Enfin, vers quatre ou cinq heures, l’ordre arriva d’enlever à la baïonnette ces formidables redoutes, dont le feu n’était pas encore entièrement éteint. On commençait à former les colonnes d’attaque, lorsque la canonnade cessa tout à coup : l’ennemi nous abandonnait le champ de bataille, et se retirait en ordre. Nous le serrâmes de près pendant une heure ou deux, et nous nous arrêtâmes enfin, harassés, mourants de faim, mais fiers de notre triomphe.

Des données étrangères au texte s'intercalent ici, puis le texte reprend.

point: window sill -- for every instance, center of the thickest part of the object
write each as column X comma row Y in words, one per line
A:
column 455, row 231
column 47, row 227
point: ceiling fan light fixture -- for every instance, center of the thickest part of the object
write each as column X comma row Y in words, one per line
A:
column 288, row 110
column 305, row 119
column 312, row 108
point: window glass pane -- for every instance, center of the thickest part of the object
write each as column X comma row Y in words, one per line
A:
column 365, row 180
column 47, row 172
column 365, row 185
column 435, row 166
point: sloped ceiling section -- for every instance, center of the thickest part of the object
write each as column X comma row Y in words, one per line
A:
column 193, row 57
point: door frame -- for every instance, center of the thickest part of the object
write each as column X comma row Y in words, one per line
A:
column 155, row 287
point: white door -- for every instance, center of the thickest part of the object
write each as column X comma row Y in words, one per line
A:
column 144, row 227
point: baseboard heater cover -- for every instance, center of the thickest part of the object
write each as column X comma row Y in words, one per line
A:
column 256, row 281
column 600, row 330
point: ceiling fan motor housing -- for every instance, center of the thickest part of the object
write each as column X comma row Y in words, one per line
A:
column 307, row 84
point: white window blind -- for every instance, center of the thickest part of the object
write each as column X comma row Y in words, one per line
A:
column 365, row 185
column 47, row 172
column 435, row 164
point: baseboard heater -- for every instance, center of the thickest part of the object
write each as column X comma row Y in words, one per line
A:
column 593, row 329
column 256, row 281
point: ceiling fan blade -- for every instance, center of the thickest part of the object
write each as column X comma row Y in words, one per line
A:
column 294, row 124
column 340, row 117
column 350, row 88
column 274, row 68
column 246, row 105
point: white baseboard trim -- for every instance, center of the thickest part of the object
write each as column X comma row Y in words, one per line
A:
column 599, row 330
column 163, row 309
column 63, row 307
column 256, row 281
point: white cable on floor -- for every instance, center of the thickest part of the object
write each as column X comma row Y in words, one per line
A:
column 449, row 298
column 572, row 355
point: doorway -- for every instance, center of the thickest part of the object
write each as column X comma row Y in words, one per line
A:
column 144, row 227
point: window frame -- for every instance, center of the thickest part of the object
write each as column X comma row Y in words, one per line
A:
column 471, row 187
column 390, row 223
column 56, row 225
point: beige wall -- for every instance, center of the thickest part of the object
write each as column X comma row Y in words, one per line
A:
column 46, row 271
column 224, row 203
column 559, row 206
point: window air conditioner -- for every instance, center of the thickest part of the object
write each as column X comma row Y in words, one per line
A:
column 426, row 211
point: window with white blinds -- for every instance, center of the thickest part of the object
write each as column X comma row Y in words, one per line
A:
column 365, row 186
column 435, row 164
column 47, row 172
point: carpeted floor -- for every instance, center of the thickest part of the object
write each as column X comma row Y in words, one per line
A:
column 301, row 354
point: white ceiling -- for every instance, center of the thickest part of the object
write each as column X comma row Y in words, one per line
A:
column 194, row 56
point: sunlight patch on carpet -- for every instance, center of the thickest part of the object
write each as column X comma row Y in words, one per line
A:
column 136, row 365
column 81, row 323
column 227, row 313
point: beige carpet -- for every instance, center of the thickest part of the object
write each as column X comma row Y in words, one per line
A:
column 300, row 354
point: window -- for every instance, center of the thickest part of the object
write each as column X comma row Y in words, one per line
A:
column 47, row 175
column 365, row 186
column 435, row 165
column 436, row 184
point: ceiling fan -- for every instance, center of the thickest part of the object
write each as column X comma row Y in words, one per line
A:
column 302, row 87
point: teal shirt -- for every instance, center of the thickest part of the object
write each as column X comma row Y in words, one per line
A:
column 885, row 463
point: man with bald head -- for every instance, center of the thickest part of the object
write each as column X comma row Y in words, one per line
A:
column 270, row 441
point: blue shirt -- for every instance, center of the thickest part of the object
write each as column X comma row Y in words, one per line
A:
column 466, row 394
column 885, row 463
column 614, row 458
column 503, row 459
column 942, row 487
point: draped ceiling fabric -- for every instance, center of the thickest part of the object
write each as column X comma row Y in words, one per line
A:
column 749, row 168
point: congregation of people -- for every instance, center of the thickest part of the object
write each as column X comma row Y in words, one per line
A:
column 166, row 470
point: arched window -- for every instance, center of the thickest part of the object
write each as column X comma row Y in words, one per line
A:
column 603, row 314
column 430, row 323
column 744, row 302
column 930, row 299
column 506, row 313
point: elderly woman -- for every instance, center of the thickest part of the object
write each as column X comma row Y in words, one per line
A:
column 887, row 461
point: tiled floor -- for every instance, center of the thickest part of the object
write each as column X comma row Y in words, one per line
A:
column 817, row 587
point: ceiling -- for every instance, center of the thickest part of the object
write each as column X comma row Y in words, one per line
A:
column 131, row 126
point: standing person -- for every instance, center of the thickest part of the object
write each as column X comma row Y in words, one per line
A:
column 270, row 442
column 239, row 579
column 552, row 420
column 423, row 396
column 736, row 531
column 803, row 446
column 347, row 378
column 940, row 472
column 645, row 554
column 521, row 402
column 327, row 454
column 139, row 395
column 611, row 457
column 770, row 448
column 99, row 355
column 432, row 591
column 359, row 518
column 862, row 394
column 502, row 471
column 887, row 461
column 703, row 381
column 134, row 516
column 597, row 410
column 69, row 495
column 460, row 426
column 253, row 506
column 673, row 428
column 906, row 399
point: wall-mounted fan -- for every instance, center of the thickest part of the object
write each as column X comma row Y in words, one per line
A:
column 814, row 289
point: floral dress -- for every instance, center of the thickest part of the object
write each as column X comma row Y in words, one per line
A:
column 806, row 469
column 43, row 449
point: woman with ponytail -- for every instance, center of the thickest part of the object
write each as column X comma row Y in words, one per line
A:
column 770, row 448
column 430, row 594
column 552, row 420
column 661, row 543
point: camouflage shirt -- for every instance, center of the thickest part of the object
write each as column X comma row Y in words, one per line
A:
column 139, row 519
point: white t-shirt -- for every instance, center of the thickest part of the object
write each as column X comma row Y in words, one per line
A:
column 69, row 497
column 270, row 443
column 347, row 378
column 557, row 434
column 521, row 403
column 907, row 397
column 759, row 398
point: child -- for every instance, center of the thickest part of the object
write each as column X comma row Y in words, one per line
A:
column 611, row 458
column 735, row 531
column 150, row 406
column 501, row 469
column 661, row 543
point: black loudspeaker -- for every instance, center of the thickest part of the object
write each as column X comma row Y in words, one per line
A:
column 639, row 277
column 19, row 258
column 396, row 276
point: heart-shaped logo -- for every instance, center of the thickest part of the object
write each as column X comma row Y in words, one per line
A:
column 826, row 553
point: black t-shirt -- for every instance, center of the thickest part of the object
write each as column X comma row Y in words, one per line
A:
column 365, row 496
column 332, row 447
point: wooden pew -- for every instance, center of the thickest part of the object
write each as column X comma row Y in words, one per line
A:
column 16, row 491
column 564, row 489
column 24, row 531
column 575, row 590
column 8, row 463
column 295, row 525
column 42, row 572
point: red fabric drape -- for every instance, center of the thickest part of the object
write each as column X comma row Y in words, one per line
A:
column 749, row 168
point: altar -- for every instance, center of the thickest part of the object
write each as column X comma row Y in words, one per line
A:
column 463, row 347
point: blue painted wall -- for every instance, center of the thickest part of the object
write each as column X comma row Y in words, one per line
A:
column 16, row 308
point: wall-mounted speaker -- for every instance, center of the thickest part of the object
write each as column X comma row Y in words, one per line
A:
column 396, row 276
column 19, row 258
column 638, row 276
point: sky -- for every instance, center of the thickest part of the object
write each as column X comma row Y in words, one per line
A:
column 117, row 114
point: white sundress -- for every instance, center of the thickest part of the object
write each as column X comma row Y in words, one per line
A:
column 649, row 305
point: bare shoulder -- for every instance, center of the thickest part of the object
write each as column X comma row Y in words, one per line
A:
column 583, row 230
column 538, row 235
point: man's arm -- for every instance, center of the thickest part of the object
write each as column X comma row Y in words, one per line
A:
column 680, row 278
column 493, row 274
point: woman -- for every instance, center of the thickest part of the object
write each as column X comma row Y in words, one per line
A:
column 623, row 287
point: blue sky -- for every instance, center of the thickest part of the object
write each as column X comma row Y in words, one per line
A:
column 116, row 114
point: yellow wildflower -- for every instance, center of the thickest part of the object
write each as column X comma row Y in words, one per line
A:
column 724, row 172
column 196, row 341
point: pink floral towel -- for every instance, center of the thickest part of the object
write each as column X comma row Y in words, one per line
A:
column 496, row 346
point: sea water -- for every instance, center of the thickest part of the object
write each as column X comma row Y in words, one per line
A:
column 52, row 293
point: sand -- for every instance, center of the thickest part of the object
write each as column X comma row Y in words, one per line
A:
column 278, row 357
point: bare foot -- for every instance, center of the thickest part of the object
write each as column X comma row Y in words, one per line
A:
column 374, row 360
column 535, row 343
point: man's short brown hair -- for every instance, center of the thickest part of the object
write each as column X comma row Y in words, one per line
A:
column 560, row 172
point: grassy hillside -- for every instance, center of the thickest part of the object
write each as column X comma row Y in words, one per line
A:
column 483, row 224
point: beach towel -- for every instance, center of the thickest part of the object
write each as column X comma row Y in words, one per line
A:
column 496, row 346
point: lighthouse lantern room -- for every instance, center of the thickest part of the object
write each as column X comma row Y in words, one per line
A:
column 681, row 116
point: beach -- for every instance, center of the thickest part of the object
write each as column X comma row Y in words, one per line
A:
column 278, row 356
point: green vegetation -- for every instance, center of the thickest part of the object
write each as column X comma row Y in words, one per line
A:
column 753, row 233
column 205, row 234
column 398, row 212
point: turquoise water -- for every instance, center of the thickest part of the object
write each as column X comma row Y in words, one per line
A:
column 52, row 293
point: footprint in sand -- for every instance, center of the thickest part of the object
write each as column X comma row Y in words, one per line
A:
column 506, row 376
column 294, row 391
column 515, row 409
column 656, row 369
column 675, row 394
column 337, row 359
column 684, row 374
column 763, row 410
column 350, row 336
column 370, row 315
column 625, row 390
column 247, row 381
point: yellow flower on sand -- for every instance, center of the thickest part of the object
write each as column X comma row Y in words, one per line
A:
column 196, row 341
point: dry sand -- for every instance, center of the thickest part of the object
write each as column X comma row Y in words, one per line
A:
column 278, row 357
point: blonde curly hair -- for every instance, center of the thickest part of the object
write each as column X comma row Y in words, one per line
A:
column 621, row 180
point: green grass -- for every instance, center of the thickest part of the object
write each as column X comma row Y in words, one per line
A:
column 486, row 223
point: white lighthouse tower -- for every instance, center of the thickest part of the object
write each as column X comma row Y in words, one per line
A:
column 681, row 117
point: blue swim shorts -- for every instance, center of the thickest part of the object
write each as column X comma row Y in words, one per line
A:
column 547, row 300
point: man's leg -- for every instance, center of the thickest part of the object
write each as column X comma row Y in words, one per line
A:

Je crois qu’il n’y a pas de plus beaux jours dans la vie que la soirée de celui où l’on vient de remporter une grande victoire. Si cette joie est un peu tempérée par les regrets que cause la perte de tant de bons et valeureux camarades, elle n’en est pas moins vive, enivrante. Nous nous réunîmes autour du général Joubert pour nous féliciter mutuellement du résultat de cette terrible journée. Une bouteille de rhum circula pour boire à la santé de l’Empereur. On était formé en cercle et l’on causait gaîment, lorsqu’un boulet perdu arrive en ricochant lentement, mais ayant encore assez de force pour couper un homme en deux, s’il l’eût rencontré. Prévenus à temps, nous l’évitâmes lestement et personne ne fut atteint.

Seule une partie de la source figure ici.